Those impassioned, but suppressed, feelings trembled in the accent of the
very simple phrase with which he greeted her. At certain moments, words
are nothing; it is the tone in which they are uttered. And to the
Countess that of the young man was terrible.

"I am disturbing you?" he asked, bowing and barely touching with the
tips of his fingers the hand she had extended to him on entering.
"Excuse me, I thought you alone. Will you be pleased to name another
time for the conversation which I take the liberty of demanding?"

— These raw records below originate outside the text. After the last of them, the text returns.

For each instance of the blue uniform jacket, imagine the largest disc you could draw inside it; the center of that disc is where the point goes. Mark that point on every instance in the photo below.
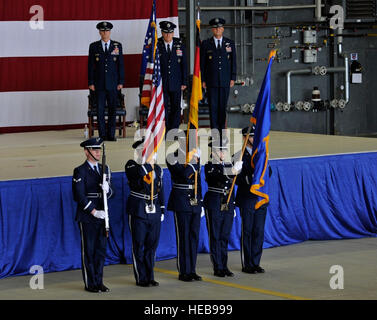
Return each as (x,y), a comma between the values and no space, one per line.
(88,193)
(218,67)
(105,71)
(244,198)
(179,199)
(135,205)
(173,70)
(218,176)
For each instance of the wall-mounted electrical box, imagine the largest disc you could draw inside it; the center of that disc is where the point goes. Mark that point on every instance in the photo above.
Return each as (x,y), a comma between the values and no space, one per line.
(310,56)
(310,36)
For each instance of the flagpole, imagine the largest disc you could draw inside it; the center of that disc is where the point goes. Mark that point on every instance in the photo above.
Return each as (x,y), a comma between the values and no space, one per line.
(225,206)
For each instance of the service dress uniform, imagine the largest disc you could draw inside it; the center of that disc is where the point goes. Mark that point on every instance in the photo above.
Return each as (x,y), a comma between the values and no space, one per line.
(187,212)
(106,72)
(253,220)
(218,68)
(145,226)
(219,213)
(88,193)
(174,74)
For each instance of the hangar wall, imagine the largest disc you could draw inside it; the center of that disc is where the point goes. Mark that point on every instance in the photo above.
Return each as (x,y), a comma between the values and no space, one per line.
(259,30)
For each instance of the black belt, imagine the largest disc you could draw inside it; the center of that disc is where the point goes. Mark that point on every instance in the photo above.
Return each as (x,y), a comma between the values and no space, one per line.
(183,186)
(143,195)
(219,190)
(94,195)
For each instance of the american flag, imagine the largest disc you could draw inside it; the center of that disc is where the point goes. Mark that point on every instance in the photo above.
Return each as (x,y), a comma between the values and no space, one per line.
(44,72)
(149,52)
(156,115)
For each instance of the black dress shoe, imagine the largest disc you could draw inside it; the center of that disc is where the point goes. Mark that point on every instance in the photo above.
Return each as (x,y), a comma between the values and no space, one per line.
(249,270)
(154,283)
(195,277)
(103,288)
(91,289)
(219,273)
(142,284)
(228,273)
(259,269)
(184,277)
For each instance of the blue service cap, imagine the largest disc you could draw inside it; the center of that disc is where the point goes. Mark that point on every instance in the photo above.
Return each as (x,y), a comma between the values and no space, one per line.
(104,26)
(217,22)
(167,26)
(93,143)
(244,131)
(136,144)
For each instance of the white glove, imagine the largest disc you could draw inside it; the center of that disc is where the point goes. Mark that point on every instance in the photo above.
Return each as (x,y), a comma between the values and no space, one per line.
(105,186)
(197,153)
(99,214)
(238,165)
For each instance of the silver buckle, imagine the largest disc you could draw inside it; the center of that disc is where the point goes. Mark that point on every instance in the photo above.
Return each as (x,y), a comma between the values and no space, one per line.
(150,208)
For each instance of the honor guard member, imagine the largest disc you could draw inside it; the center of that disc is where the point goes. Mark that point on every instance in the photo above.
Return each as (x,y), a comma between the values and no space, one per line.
(106,78)
(88,192)
(173,72)
(253,220)
(218,70)
(186,207)
(145,215)
(219,212)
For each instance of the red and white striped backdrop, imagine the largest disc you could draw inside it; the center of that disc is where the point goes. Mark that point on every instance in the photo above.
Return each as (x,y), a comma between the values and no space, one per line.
(43,73)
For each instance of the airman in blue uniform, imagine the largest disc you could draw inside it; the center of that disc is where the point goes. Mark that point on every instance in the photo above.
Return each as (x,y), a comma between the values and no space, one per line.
(106,77)
(253,220)
(219,71)
(88,189)
(187,207)
(173,72)
(145,215)
(219,211)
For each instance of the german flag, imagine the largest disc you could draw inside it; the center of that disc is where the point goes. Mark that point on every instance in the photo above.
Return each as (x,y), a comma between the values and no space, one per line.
(196,93)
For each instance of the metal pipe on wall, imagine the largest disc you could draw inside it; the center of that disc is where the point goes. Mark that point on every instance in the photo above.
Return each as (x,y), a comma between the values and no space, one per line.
(318,9)
(261,8)
(311,71)
(288,80)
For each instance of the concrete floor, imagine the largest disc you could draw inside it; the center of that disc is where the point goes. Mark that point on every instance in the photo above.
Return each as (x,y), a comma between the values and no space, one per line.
(299,271)
(294,272)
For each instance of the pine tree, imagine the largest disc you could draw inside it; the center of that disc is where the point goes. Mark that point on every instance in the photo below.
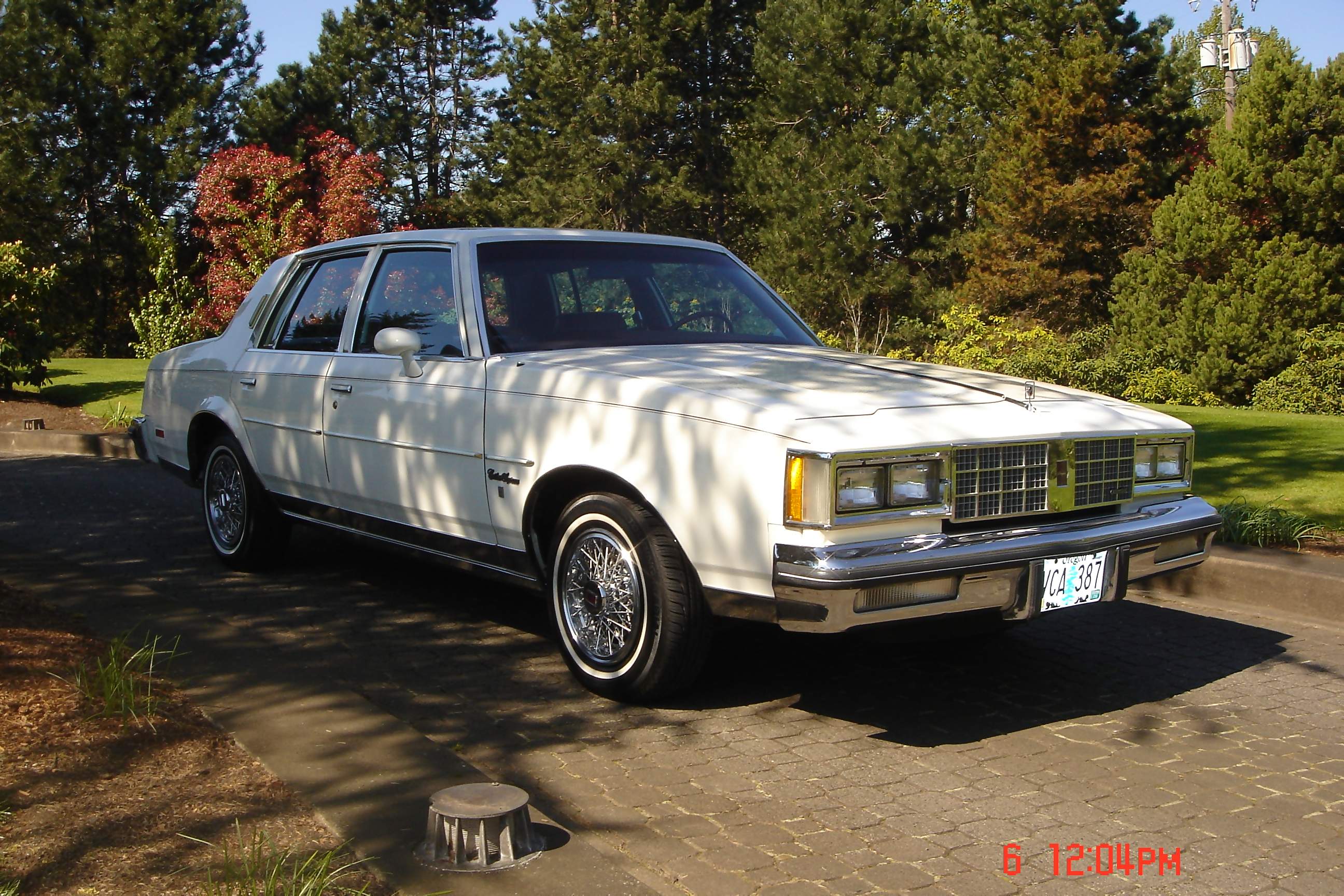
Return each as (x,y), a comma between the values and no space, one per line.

"No, no," she replied, not permitting him to finish his sentence. "I was
with Peppino Ardea, who will await me," said she, gently. "Moreover, you
know I am in all things for the immediate. When one has something to
say, it should be said, one, two, three?.... First, there is not much to
say, and then it is better said.... There is nothing that will sooner
render difficult easy explanations and embroil the best of friends than
delay and maintaining silence."

"I am very happy to find you in such a mind," replied Boleslas, with a
sarcasm which distorted his handsome face into a smile of atrocious
hatred. The good-nature displayed by her cut him to the heart, and he
continued, already less self-possessed: "It is indeed an explanation
which I think I have the right to ask of you, and which I have come to
claim."

"To claim, my dear?" said the Countess, looking him fixedly in the face
without lowering her proud eyes, in which those imperative words had
kindled a flame.

If she had been admirable the preceding evening in facing as she had done
the return of her discarded lover, on coming direct from the tete-a-tete
with her new one, perhaps, at that moment, she was doubly so, when she
did not have her group of intimate friends to support her. She was not
sure that the madman who confronted her was not armed, and she believed
him perfectly capable of killing her, while she could not defend herself.
But a part had to be played sooner or later, and she played it without
flinching. She had not spoken an untruth in saying to Peppino Ardea:
"I know only one way: to see one's aim and to march directly to it." She
wanted a definitive rupture with Boleslas. Why should she hesitate as to
the means?

She was silent, seeking for words. He continued:

"Will you permit me to go back three months, although that is, it seems,
a long space of time for a woman's memory? I do not know whether you
recall our last meeting? Pardon, I meant to say the last but one, since
we met last night. Do you concede that the manner in which we parted
then did not presage the manner in which we met?"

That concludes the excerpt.